ThaoMee Xiong, Policy Director of Minnesota Housing Partnership, shared her perspective as an organizer working with and within communities of color, and the current work that MHP is embarking upon doing research on best administrative practices and legislative policies that benefit communities of color in general and specifically in Greater Minnesota.

Council Member Elizabeth Glidden, Minneapolis Ward 8 City Council Member and also serves as the Council Vice President, discussed her work with the Clean Energy Partnership, a first-of-its-kind partnership with the City of Minneapolis, Xcel Energy and CenterPoint Energy “which will have the City and the utility companies collaborating in new ways to help Minneapolis achieve its clean energy goals.” CM Glidden shared that a community advisory board will be created to help guide the new Clean Energy Partnership, and invited the community to apply for these seats.

Kathy Wetzel-Mastel, Executive Director of PRG, Inc., spoke to her work as a housing developer in the Twin Cities area. Wetzel-Mastel highlighted the importance of responding to the needs of the community ensuring energy-efficiency in the development of affordable housing to guarantee ongoing affordability of units.

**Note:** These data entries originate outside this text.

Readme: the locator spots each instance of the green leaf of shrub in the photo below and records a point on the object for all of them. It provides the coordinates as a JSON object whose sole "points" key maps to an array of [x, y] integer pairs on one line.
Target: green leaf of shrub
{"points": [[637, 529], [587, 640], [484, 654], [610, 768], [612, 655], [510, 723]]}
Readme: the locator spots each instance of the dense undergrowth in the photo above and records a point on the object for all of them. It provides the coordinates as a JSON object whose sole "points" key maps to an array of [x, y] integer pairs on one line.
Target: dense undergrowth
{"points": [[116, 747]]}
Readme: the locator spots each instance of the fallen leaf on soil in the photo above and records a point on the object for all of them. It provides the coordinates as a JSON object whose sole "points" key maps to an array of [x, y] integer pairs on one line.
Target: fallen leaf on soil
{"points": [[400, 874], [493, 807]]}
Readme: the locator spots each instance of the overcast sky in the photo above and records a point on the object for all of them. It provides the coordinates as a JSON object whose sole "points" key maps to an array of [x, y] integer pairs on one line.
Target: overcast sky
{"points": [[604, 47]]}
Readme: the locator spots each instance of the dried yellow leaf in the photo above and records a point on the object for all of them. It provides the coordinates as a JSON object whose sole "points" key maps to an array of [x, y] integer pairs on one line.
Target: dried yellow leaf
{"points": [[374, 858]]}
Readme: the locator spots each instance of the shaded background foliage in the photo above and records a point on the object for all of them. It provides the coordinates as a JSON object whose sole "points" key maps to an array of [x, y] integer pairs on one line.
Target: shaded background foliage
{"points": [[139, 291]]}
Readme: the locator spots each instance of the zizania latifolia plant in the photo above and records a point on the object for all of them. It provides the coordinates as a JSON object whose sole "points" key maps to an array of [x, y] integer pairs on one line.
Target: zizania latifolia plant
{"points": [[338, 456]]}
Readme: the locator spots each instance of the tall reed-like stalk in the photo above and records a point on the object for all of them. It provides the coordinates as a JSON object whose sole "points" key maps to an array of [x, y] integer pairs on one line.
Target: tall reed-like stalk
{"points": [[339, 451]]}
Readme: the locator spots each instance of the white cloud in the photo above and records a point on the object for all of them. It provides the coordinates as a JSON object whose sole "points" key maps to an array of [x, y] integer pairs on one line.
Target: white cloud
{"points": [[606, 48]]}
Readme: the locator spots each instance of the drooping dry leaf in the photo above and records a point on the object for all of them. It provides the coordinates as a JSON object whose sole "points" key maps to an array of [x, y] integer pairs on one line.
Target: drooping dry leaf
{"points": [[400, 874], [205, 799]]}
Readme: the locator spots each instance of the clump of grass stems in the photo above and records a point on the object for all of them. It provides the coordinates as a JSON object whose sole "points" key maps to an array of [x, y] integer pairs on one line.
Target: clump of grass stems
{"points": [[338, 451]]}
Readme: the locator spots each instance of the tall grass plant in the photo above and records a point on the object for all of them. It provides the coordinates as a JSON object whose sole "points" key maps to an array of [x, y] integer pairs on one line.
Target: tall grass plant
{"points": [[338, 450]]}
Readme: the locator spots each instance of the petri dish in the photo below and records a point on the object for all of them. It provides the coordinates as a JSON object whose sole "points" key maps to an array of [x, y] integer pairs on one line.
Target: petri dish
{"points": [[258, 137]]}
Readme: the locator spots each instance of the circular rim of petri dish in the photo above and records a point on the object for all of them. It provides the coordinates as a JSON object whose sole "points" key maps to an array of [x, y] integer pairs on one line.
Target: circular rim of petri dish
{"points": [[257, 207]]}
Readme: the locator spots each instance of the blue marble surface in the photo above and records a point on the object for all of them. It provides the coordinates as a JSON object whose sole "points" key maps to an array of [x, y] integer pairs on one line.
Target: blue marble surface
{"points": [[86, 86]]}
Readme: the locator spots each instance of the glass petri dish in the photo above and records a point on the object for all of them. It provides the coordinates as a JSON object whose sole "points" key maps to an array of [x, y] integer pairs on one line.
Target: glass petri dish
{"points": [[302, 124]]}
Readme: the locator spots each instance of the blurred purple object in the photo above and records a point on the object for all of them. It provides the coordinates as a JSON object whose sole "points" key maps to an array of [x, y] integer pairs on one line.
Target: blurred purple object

The evening concluded with Q & A between panelists and the audience. Listen to the full Q & A in the link below, or see the list of questions beneath the link.

  1. (:44) What does ‘diverse interests’ mean, and how will people of color be on decision-making boards rather than just advisory boards?
  2. (10:15) Can you create some kind of reporting system where utility bill payments can be trade-lines that can be reported as a way to improve credit scores for low-income renters paying such high utility bills?
  3. (13:23) How are all of you reaching out to others to share this [technical information and awareness of opportunities] knowledge in community? How can you ensure the Clean Energy Partnership advisory board will have people of color on it to help make decisions?
  4. (18:50) With resources coming in from federal, state and municipalities, are there going to be minority participation goals implemented to ensure equal distribution among communities of color?